In what manner Wolsey
put his Scheme into Operation.
Foiled in his scheme of making Wyat
the instrument of Anne Boleyn’s overthrow, Wolsey
determined to put into immediate operation the plan
he had conceived of bringing forward a rival to her
with the king. If a choice had been allowed him,
he would have selected some high-born dame for the
purpose; but as this was out of the question and
as, indeed, Henry had of late proved insensible to
the attractions of all the beauties that crowded his
court except Anne Boleyn he trusted to the
forester’s fair granddaughter to accomplish his
object. The source whence he had received intelligence
of the king’s admiration of Mabel Lyndwood was
his jester, Patch a shrewd varlet who, under
the mask of folly, picked up many an important secret
for his master, and was proportionately rewarded.
Before executing the scheme, it was
necessary to ascertain whether the damsel’s
beauty was as extraordinary as it had been represented;
and with this view, Wolsey mounted his mule one morning,
and, accompanied by Patch and another attendant, rode
towards the forest.
It was a bright and beautiful morning,
and preoccupied as he was, the plotting cardinal could
not be wholly insensible to the loveliness of the
scene around him. Crossing Spring Hill, he paused
at the head of a long glade, skirted on the right
by noble beech-trees whose silver stems sparkled in
the sun shine, and extending down to the thicket now
called Cooke’s Hill Wood. From this point,
as from every other eminence on the northern side
of the forest, a magnificent view of the castle was
obtained.
The sight of the kingly pile, towering
above its vassal woods, kindled high and ambitious
thoughts in his breast.
“The lord of that proud structure
has been for years swayed by me,” he mused,
“and shall the royal puppet be at last wrested
from me by a woman’s hand? Not if I can
hold my own.”
Roused by the reflection, he quickened
his pace, and shaping his course towards Black Nest,
reached in a short time the borders of a wide swamp
lying between the great lake and another pool of water
of less extent situated in the heart of the forest.

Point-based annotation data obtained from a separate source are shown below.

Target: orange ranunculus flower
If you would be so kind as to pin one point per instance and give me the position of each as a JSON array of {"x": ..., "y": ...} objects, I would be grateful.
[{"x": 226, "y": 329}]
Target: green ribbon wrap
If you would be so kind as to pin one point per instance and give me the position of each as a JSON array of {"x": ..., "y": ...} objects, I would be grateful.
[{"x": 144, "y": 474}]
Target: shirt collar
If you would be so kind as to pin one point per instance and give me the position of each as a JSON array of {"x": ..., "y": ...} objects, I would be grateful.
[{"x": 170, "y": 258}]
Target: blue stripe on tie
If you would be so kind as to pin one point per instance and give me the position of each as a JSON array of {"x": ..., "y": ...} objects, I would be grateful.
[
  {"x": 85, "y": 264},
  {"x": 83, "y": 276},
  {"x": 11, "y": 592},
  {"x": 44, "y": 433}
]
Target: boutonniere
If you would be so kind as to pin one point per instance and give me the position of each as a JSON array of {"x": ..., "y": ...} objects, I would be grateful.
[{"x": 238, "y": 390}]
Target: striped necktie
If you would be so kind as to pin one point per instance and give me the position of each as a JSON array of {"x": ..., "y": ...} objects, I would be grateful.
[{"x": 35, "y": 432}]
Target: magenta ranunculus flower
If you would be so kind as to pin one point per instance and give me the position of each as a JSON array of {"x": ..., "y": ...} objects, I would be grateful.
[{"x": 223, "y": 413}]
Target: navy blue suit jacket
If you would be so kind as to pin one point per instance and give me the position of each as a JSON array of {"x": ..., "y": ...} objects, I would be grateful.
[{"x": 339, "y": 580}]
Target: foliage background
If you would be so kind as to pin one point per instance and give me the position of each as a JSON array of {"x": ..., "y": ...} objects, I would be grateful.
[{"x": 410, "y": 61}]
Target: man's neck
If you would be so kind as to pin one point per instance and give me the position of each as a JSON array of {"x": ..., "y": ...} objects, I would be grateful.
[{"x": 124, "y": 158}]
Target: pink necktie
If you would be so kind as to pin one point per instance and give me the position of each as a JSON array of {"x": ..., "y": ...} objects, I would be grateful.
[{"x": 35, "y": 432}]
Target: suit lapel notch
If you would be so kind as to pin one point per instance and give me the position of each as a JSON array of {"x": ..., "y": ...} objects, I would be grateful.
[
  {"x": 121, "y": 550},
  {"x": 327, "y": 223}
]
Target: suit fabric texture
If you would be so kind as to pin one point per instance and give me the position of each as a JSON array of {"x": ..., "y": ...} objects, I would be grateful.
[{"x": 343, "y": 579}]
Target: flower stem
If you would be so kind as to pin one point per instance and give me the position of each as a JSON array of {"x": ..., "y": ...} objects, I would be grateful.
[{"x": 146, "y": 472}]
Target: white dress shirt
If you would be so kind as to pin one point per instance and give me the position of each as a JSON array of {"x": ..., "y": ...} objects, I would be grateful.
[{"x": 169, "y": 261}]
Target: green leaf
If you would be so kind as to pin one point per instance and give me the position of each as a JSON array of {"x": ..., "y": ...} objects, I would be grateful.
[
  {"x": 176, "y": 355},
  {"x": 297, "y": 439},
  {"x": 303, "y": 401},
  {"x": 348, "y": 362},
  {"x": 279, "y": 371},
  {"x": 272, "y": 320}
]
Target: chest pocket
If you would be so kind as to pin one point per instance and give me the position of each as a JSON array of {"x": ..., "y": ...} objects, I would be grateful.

This wild and dreary marsh, the haunt of the bittern
and the plover, contrasted forcibly and disagreeably
with the rich sylvan district he had just quitted.
“I should not like to cross
this swamp at night,” he observed to Patch,
who rode close behind him.
“Nor I, your grace,” replied
the buffoon. “We might chance to be led
by a will-o’-the-wisp to a watery grave.”
“Such treacherous fires are
not confined to these regions, knave,” rejoined
Wolsey. “Mankind are often lured, by delusive
gleams of glory and power, into quagmires deep and
pitfalls. Holy Virgin; what have we here?”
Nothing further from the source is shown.